2. Ambito territoriale e durata
L’autorizzazione è valida nel territorio di _____________ e ha durata di _____________ a decorrere dal _____________. Alla scadenza la licenza si intenderà tacitamente rinnovata/non rinnovata (barrare o specificare).
3. Limitazioni d’uso
Il Licenziatario potrà utilizzare il Marchio esclusivamente per le seguenti finalità: _____________. È vietato qualsiasi uso non conforme alle istruzioni scritte del Licenziante, inclusi ma non limitati a: alterazione del Marchio, uso su prodotti/servizi non autorizzati, uso che possa arrecare danno alla reputazione del Marchio o del Licenziante.
4. Controllo qualità
Il Licenziatario si impegna a mantenere standard di qualità per i Prodotti/Servizi conformi alle specifiche fornite dal Licenziante. Il Licenziante avrà il diritto di ispezionare, previo preavviso di _____________, e di approvare i campioni dei Prodotti/Servizi. In caso di non conformità, il Licenziatario dovrà provvedere alle necessarie modifiche entro _____________ giorni.

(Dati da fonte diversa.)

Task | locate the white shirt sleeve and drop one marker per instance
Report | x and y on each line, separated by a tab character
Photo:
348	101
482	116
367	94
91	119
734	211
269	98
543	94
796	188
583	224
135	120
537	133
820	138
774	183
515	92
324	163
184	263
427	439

5. Corrispettivi e fatturazione
In cambio della presente autorizzazione, il Licenziatario corrisponderà al Licenziante: a titolo di corrispettivo fisso/royalty/percentuale/altro _____________ (specificare importo e modalità di calcolo). I pagamenti saranno effettuati entro _____________ giorni dalla data di fattura, secondo le modalità: _____________. Eventuali ritardi saranno soggetti a interessi di mora pari a _____________% annuo.
6. Proprietà intellettuale
Il Licenziante conserva tutti i diritti di proprietà intellettuale relativi al Marchio. Nessuna disposizione della presente liberatoria trasferisce al Licenziatario la titolarità del Marchio o di diritti ad esso correlati, ad eccezione del diritto limitato e temporaneo di utilizzo qui concesso.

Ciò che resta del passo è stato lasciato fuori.